And Now for Our Next Guest….
The radio DJ put me on “mute” and I could hear him talking to the morning show producer as the commercials played in the background. “Who is this guy? Why are we interviewing him? The hell’s his name, anyway?”
You know it’s going to be a bad day when it’s ten seconds before the commercials end and the DJ of the #1 station in the market doesn’t know who you are, what you’re doing there or what he’s going to ask you.
Welcome to the organized, disciplined phenomenon known as Morning Drive radio.
As a devoted listener to morning show DJs, I’ve always loved their zany, crazy acts. After doing over thirty radio interviews promoting a book, I can tell you this much: It’s no act.

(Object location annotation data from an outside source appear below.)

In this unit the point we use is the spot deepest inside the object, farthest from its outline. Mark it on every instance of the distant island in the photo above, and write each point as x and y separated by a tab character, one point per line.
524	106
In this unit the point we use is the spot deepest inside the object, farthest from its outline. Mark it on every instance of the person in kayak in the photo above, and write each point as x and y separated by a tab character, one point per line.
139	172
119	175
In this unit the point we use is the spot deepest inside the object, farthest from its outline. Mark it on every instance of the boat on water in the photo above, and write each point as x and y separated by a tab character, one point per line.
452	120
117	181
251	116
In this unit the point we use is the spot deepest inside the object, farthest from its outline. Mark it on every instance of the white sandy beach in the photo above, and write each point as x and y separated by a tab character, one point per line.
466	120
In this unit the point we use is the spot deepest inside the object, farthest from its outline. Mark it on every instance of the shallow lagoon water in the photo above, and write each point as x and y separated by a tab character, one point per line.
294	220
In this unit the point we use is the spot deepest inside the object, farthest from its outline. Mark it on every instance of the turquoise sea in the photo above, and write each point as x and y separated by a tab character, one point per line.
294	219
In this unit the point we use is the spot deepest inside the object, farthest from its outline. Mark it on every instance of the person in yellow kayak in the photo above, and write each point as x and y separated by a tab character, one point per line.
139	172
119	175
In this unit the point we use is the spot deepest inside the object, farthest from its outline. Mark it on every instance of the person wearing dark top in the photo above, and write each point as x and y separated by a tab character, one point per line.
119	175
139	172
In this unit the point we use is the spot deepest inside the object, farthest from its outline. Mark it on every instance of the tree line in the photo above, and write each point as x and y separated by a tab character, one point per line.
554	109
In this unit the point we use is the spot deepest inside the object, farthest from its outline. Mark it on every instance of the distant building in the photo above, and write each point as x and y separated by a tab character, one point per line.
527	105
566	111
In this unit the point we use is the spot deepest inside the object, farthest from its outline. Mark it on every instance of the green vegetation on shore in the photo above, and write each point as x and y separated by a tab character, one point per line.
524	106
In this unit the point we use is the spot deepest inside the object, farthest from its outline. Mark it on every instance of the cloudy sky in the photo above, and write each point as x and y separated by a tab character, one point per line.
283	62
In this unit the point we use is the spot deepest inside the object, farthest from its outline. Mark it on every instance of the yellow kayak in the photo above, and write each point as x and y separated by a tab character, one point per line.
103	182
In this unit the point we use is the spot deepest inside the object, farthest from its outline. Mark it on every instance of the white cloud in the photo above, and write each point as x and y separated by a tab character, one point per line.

Everything about morning radio is unpredictable—when you’ll go on, if you’ll go on, how you’ll go down.
Given the nature of my book (gay sex and relationships) I would have bet my advance that only female-skewing stations would have me on the air. Certainly, the positioning of the book reflected the appeal– “What Women Can Learn from Gay Men About Sex” and “Seven Ways Women can turn their Duds to Studs.”
I wasn’t just wrong I was wrong on stilts. Of 35 radio interviews I’ve done across the country, 33 were on macho, hard rock stations with almost exclusively male audiences.
This, of course, made me as nervous as a dog outside a Korean meatpacking plant. I readied myself for the shock jock onslaught but it never really came. Why? Because most DJs operate by the seat of their pants. Or the one sitting next to them. They not only don’t know who’s coming up in the next segment, they don’t know why, either.
The first few interviews were so awkward I forgot why I was there. Once, out of sheer desperation I turned the tables and interviewed the DJs. “Is it ethical for straight men to pretend they’re gay to seduce women?” I asked. The DJs took it and ran, the phones rang off the hook and suddenly the interview took off. Especially after I gave my answer: “Yes, it’s unethical. But I highly recommend it.”
That’s when I learned my first radio lesson: You’re not there to hit home runs you’re there to pitch them.
If newspapers play “get the story,” and television plays “Gotcha,” then radio plays the fool. DJ’s love the unexpected and maybe that’s why trying to put some structure around my interviews never worked. Even when I emailed or faxed “suggested questions” they’d lose it or refuse to look at it.
A station in Los Angeles perfectly captured the DJ unpredictability I came to learn. They actually opened up the phone lines without warning me (as a newbie to the broadcast world I’ve never fielded on-air questions).
The call-in segment turned into a version of “Queer Eye for the Straight Bed.” A guy asked me the best way to pick up girls. “Make her laugh,” I said, “and you’re halfway up her leg.”
The phones lit up like a Syrian bombing run.
Because most of the DJ’s are macho men talking to alpha males they’re never too far from saying something homophobic. Nobody ever said anything patently offensive to gay men. You know, like “Kmart” or “beer belly.” But they came close. One DJ said, “I don’t know dude, picturing two guys having sex …it just creeps me out.”
“I know what you mean,” I said. “I feel the same way when I picture my parents doing it.”
I love morning radio. Being a guest on it makes me appreciate it even more. The other day I was driving in my car, listening to some morning jocks yucking it up. I wondered who was coming up next and it occurred to me… so did the DJs.